Bu tür programlarda sadece Cumhurbaşkanı’nı temsilen vali konuşmalı; varsa bir milletvekili de parlamentoyu temsilen konuşma yapmalıydı. Ama Saadet Partisi olarak bu durumu ciddiyetle eleştiriyoruz. Ve açıkça beyan ediyoruz: Eğer valilik önünde yapılan bu tür programlarda aynı durum tekrarlanırsa, bundan sonra katılmayacağız.

Bu program AK Parti’nin bir etkinliği değildir. Bu, Türkiye Cumhuriyeti’nin ve 15 Temmuz gecesinde her görüşten vatandaşın sokaklara döküldüğü, bedel ödediği bir mücadeledir. Bu mücadele bir partinin tekelinde olmamalıdır. Bu duruma ciddi şekilde itiraz ediyoruz. Sayın Valimizin de bundan sonraki süreçte bu konuya hassasiyet göstermesi gerektiğini düşünüyorum. Bu bir parti kutlaması değildir ve olmamalıdır. Bu algıdan da çıkarılmalıdır.

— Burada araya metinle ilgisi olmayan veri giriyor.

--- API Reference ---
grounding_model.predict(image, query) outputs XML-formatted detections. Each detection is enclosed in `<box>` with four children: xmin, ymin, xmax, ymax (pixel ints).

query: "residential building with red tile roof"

Ben önceki senelerde de katıldım. Bu seneki katılım, açıkça söyleyeyim, daha azdı. Görsel olarak da, sayıca da durum buydu. Vatandaşlarla konuştuğumuzda, pek çoğu “akşam ikram var” düşüncesiyle gelmişti. Bu durumu da eleştiriyorum. Toplum olarak sadece ikram için etkinliklere katılmak bizi zayıf kılıyor. Bunu açıkça ifade ediyorum. Vatandaşlarımızın da bu konuda kendilerini sorgulaması gerektiğini düşünüyorum.

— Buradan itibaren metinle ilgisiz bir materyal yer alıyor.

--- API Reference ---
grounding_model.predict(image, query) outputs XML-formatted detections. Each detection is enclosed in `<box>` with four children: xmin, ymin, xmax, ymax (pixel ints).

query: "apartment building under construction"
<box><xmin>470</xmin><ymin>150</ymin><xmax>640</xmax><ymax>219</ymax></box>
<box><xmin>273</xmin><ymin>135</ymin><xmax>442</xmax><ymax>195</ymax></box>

Saadet Partisi olarak yakın zamanda bir il kongresi yaptık. Genel Başkanımızın Eskişehir’e gelişi öncesi, çevreyolu üzerindeki köprü ve üst geçitlere afiş ve broşür astık. Karayolları Şube Müdürlüğü bunları, trafiği engellediği gerekçesiyle kaldırdı. Görüştüğümüzde, bu gerekçeye katıldım. Trafik açısından doğru bir uygulamaydı. Ancak şu anda, günlerdir aynı noktalarda 15 Temmuz’a ilişkin afişler hâlâ duruyor. Onlar da trafiği engelliyor. Buradan Karayolları Şube Müdürlüğü’ne çağrıda bulunuyorum: Eğer irade koyamıyorsanız, bu iradeyi koyacak yöneticiler gelsin. Adil davranmanız gerekiyor. Bu konuda da eleştirimi dile getiriyorum."